Entering through the cake of Samantha Seneviratne takes the main thing of a cake with a chocolate – the back of the hair and the hair and the water flow – and lowers them in a little treat. The coconut and non-coconut (for the most taxed seeds) in the dough is the source of the signature flavor, if it is made of coconut and crushed coconut – they give the cake a shine.

Credit…Jonathan Bang


A high-light image of a green-green triangle was associated with a chocolate bar.

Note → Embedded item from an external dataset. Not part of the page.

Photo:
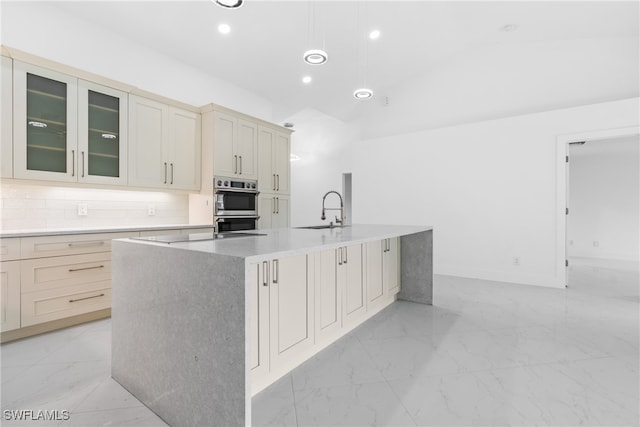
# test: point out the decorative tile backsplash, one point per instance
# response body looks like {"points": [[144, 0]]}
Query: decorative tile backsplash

Eric Kim’s cake is easy, delicious and feels like eating mint-chip ice cream, thanks to the peppermint extract and its cooling effect. The base of the sugar-cookie-cookie – made without mixing – is covered with a white matsty white chocolate that is thinned with olive oil. The dark moss lends the bitterness to balance the sweetness.

Credit…Jonathan Bang


Top view of peanut butter cookies.

Inspired by the bar, Sue Li’s simple treat, the taste of Caramel Nougat Center through the raspberry dough. Once prepared, the dough is then generously rolled in salted peanuts, berries and berries that cannot be made into sweets.

Credit…Jonathan Bang


Top brownies with thick swirls on top.

Melissa Clark took the bittersweet elements of Vietnamese coffee – espresso and whipped fruit milk – and turned them into brownies. The ESPRESSO on the Brownie battery gives them the coffee taste. But the second to eat them, the joy is to combine the cereal chocolate, and swell with coffee beans, and the chocolate in the amazing chocolate, developing the image of milk beating coffee only.

Credit…Jonathan Bang


Top view of a dozen cupcakes topped with Icing and Lime Zest.

Hurricane ‘n’ is a fun bird party, and ginger beer’s flaming chocolate, warm dark and refreshing hair-refresher – in a nutshell. Dan Pelosi’s defeat is different. Cayenne joins the common spices of ginger, cloves and camomile, and camomile, a baby seed, is mixed with dark juice. But perhaps the best part is that, unlike cocktails, there is no limit to how many you can consume.